Die zehn Hauptaussagen der Analyse lauten wie folgt:

  • Die Erkenntnis, dass die Vögel das Produkt eines evolutionshistorischen Entwicklungsprozesses sind, ist logisch unabhängig von der Frage, wie diese Evolution im Detail ablief: Die Evolution und Abstammung der Vögel von mesozoischen Dinosauriern wird im Wesentlichen durch die Tatsache belegt, dass sich Theropoden-Fossilien in eine Abfolge bringen lassen, in der ihre Gestalt schrittweise das Erscheinungsbild der heutigen Vögel annimmt. Vor dem Hintergrund, dass Abstammung, Variabilität, Rassen- und Artbildung Erfahrungstatsachen sind, bliebe der Sachverhalt der Evolution selbst dann unangetastet, wenn wir über deren Ursachen gar nichts wüssten.

  • Die These, evolutionäre Mechanismen seien aufgrund des "Wartezeitproblems" überfordert, in geologisch kurzen Zeiträumen die große Formenvielfalt der Vögel "relativ abrupt" hervorzubringen, ist aus mehreren Gründen unhaltbar. Zum einen wird von falschen Voraussetzungen ausgegangen: Die Evolution stand nie vor der Aufgabe, zu "warten", bis ein vorgegebenes Ziel erreicht ist. Zum anderen ist die Evolvierbarkeit von qualitativ Neuem, ja sogar von nichtreduzierbar Komplexem, hinreichend belegt.

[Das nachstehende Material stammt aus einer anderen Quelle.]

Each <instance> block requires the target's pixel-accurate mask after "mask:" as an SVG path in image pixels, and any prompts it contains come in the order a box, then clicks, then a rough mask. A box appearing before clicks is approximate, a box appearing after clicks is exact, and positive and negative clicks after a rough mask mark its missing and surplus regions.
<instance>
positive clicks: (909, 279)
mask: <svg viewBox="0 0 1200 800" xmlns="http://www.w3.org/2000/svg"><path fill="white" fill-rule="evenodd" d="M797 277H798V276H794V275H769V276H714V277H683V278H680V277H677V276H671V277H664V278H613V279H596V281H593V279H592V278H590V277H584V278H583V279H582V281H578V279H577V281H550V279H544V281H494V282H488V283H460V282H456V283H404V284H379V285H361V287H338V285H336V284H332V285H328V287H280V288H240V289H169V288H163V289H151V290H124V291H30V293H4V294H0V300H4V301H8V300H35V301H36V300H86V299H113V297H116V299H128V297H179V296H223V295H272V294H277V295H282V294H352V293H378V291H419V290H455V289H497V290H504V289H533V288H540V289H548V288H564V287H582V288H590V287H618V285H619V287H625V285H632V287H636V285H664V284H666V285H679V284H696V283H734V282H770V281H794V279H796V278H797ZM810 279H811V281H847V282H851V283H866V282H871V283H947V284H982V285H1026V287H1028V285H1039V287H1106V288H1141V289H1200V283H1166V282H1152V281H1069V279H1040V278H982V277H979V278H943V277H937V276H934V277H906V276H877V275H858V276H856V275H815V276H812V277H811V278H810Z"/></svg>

  • Hinsichtlich des "abrupten" Auftretens von Merkmalen im Fossilienbefund ist die Erklärung des Punktualismus ebenso zu berücksichtigen wie die Ambiguität des Begriffs "abrupt": Wenn ein Paläontologe "abrupt" sagt, meint er immer noch Zeiträume von Zehntausenden bis Millionen von Jahren. Zudem handelt es sich wegen der schwierigen Fossilisationsumstände und aufgrund räumlicher und zeitlicher Verzerrungen bei der Sedimentaufzeichnung häufig um ein geologisches Artefakt.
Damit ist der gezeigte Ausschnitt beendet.